Three-wire fans would have a VCC pin, GND, and tachometer output. To detect the rotation speed, I think you would need to measure the tachometer pulse interval. To control the fan speed, you (probably) need a PWM output that controls fan speed.

This would imply that the GPIO pins are controlled by a timer/counter block, and the pins need to be configured with a pinmux.

Ah, I should have mentioned that: There is a bunch of transistors and a MOSFET around the fan area (see https://biot.com/switches/_detail/wiki/t1600g-52ps_fan.jpg?id=t1600g-52ps). Each fan only reports working/stopped, that works for two of the three fans (I have two gpio-fan instances defined in my .dts and they work just fine). The third one would be A7 or GPIO31, the state of this input never changes.

And 18, 19 and 28 are used to set the speed. The pattern determines the speed:

  • Low - Low - Low = Full Speed
  • Low - High - High = Medium
  • High - High - High = Low Speed

(I measured these pins using an oscilloscope when running the stock firmware; full/medium/low are just observations).

The ghidra dump supports this:

Selection_057

The fan speed to set is calculated based on the actual PoE current consumption.

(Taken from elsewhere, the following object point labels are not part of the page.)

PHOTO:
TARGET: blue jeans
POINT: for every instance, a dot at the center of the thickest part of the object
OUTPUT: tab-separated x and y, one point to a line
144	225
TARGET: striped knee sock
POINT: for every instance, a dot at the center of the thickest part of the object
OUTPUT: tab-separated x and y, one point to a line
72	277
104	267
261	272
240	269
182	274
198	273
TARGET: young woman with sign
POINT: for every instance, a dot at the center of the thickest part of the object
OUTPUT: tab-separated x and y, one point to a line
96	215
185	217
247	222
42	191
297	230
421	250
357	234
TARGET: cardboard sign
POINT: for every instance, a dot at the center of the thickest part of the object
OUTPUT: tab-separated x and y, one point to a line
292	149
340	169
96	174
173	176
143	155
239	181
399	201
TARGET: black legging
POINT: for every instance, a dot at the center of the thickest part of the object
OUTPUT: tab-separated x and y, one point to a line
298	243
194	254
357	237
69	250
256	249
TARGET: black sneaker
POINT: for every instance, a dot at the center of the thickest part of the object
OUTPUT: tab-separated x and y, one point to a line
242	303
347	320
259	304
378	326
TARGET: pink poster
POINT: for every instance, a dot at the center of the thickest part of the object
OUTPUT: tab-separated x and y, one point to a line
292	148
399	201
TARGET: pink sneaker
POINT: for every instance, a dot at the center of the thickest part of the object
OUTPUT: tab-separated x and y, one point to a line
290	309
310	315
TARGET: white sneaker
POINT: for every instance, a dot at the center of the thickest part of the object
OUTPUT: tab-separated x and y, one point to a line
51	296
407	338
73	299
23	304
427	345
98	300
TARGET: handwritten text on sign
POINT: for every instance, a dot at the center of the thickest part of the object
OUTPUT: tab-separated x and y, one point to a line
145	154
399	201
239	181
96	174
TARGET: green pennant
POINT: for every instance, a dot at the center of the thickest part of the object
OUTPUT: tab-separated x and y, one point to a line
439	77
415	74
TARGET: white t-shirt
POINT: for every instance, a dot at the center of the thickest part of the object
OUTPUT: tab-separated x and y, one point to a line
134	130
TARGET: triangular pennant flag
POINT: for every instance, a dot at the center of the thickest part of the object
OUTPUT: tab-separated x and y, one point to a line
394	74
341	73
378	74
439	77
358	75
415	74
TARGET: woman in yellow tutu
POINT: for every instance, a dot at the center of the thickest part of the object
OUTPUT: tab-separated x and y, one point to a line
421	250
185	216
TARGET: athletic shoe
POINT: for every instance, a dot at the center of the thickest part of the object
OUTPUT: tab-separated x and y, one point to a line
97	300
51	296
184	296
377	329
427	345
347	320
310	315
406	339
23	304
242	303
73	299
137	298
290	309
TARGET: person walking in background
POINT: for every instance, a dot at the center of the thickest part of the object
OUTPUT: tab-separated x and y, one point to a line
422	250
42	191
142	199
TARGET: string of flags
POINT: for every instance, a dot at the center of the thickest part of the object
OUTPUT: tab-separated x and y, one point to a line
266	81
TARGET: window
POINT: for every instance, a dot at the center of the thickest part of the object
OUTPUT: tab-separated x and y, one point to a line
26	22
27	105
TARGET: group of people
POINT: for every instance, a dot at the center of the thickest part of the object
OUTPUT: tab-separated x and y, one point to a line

Strangely enough, the pin level doesn't change when toggled from U-Boot either!

1 Like

If you want to look at the leaky VLANs, the following adds a debugfs entry:

diff --git a/target/linux/rtl838x/files-5.4/drivers/net/dsa/rtl838x_debugfs.c b/target/linux/rtl838x/files-5.4/drivers/net/dsa/rtl838x_debugfs.c
index 00a87b0863..2e2f62686f 100644
--- a/target/linux/rtl838x/files-5.4/drivers/net/dsa/rtl838x_debugfs.c
+++ b/target/linux/rtl838x/files-5.4/drivers/net/dsa/rtl838x_debugfs.c
@@ -334,6 +334,13 @@ void rtl838x_dbgfs_init(struct rtl838x_switch_priv *priv)
                debugfs_create_x64("bpdu_flood_mask", 0644, rtl838x_dir,
                                (u64 *)(RTL838X_SW_BASE + priv->r->rma_bpdu_fld_pmask));
 
+       if (priv->family_id == RTL8380_FAMILY_ID)
+               debugfs_create_x32("vlan_ctrl", 0644, rtl838x_dir,
+                               (u32 *)(RTL838X_SW_BASE + RTL838X_VLAN_CTRL));
+       else
+               debugfs_create_x32("vlan_ctrl", 0644, rtl838x_dir,
+                               (u32 *)(RTL838X_SW_BASE + RTL839X_VLAN_CTRL));
+
        return;
 err:
        rtl838x_dbgfs_cleanup(priv);

diff --git a/target/linux/rtl838x/files-5.4/drivers/net/dsa/rtl838x.h b/target/linux/rtl838x/files-5.4/drivers/net/dsa/rtl838x.h
index 0528298cb6..ad52a5d857 100644
--- a/target/linux/rtl838x/files-5.4/drivers/net/dsa/rtl838x.h
+++ b/target/linux/rtl838x/files-5.4/drivers/net/dsa/rtl838x.h
@@ -63,6 +63,7 @@
 #define RTL839X_SDS12_13_PWR1                  (0xb980)
 
 /* VLAN registers */
+#define RTL838X_VLAN_CTRL                      (0x3A74)
 #define RTL838X_VLAN_PROFILE(idx)              (0x3A88 + ((idx) << 2))
 #define RTL838X_VLAN_PORT_EGR_FLTR             (0x3A84)
 #define RTL838X_VLAN_PORT_PB_VLAN(port)                (0x3C00 + ((port) << 2))

It shows that by default leaky STP is on and leaky Mcast is off:

root@OpenWrt:/sys/kernel/debug/rtl838x# cat vlan_ctrl 
0x00000020

It is possible to write to that register through debugfs.

Thanks. That's a nice trick.

BTW, I noticed that the HPE 1910 series is listed on the "models" without any details. And there was one for sale for "nothing" in my neighbourhood. But checking it closer I believe the entry is wrong. These are not RTL83xx based. The specs claim a 333MHz ARM CPU. And I downloaded

Software Release 1910_5.20.R1519P06
Supported products:

    JE005A HP 1910-16G SWITCH
    JE006A HP 1910-24G SWITCH
    JE007A HP 1910-24G-POE (365W) SWITCH
    JE008A HP 1910-24G-POE(170W) SWITCH
    JE009A HP 1910-48G SWITCH
    JG348A HP 1910-8G SWITCH
    JG349A HP 1910-8G-POE+ (65W) SWITCH
    JG350A HP 1910-8G-POE+ (180W) SWITCH

which contains strings like

Marvell Feroceon
U-Boot 1.1.4 (2017-08-09 - 14:09:56) Marvell version: 3.1.6

and

MV88F
88F6281 Z0
88F6192 Z0
88F6180 Z0
DB-88F6281-BP
RD-88F6281
DB-88F6192-BP
RD-88F6192-NAS
DB-88F6180-BP
RD-88F6180-AP

So that probably means more like kirkwood?